Hunger-striking Palestinian prisoner Mohammed al-Balboul was transferred to the intensive care unit at Wolfson hospital on Thursday evening, 1 September after a serious deterioration in his health, reported Palestinian lawyer Tariq Barghout.
Balboul, 26, a dentist, has been on hunger strike since 7 July; he was imprisoned since 9 June and held without charge or trial under administrative detention. He entered a hunger strike along with his brother, Mahmoud, 21, arrested alongside him in a violent pre-dawn raid by Israeli occupation forces who invaded their family home. Mahmoud, who launched his own hunger strike on 4 July, works with the Palestinian police and is a masters’ degree student. Both brothers are held without charge or trial under administrative detention. Their sister, Nuran, 15, was also imprisoned for three months at the time and their father, Ahmad, a Fateh leader, was assassinated by Israeli occupation forces in 2008.
Barghout said that Mohammed’s liver and kidneys are exposed to serious danger as he refuses to consume any vitamins or supplements. He has been on hunger strike for 56 days since the strike began; Mahmoud has been on strike for 60 days and is held at Assaf Harofeh hospital. Lawyers warned that he is in danger of paralysis or other serious health consequences with the continuation of his hunger strike.

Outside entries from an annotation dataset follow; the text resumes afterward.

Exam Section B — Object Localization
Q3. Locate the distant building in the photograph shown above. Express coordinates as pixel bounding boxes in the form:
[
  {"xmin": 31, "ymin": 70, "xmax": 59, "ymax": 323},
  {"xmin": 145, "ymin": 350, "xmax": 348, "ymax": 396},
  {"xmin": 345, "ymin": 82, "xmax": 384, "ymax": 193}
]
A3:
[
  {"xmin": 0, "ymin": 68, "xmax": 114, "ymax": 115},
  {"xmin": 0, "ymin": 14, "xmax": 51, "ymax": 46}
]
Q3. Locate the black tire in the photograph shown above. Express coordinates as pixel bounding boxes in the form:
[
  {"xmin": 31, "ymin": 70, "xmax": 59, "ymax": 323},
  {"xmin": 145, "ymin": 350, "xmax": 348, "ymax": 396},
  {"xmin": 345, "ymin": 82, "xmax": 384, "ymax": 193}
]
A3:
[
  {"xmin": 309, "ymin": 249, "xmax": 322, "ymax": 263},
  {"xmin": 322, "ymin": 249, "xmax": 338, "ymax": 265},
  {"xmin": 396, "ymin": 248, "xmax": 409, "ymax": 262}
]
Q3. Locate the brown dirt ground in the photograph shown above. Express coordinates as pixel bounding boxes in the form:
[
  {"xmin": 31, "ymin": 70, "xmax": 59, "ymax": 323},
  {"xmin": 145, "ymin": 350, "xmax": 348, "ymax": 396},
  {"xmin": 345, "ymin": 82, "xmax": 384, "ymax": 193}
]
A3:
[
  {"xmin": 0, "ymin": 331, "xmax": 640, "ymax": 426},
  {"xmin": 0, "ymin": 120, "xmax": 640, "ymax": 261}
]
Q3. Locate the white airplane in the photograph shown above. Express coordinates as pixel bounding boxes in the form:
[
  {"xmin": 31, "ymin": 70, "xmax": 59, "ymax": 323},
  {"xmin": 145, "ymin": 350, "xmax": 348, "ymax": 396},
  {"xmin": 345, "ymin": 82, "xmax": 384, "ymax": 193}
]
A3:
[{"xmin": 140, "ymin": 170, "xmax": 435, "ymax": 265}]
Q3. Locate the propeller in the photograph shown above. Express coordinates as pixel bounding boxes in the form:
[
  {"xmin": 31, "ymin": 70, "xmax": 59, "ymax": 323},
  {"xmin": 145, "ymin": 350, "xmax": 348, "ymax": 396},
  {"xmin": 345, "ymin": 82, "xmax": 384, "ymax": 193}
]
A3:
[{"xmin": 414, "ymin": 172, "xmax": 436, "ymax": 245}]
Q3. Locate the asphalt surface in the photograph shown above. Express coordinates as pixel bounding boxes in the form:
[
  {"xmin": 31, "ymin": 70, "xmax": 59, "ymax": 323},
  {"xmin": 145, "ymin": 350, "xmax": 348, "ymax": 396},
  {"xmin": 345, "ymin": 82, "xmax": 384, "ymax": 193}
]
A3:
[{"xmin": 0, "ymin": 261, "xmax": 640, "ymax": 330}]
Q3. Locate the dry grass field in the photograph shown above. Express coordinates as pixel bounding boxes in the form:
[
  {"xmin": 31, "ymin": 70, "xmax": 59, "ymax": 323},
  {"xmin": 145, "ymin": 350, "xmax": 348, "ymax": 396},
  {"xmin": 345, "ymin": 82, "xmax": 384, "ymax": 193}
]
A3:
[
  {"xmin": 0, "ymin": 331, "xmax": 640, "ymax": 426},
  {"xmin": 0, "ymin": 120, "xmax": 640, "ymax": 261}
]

Malik al-Qadi, 20, a journalism student at Al-Quds University, has been on hunger strike for 47 days and is also held at Wolfson hospital. Al-Muhja Jerusalem reported that al-Qadi’s condition has become critical as it has deteriorated further. He is suffering from severe pain in the chest and abdomen and has been warned by doctors that he is risking organ damage due to his continued hunger strike. His lawyer was notified on Friday, 2 September of his deteriorating health. He is refusing any supplements, vitamins or medical examination and confirmed that he is committed to his hunger strike until “freedom or death.”
The three strikers are among 750 Palestinians imprisoned without charge or trial under administrative detention; they are demanding their immediate release. They launched their strikes during the 71-day hunger strike of Bilal Kayed; Kayed has urged broad participation in the movement to support their ongoing struggle.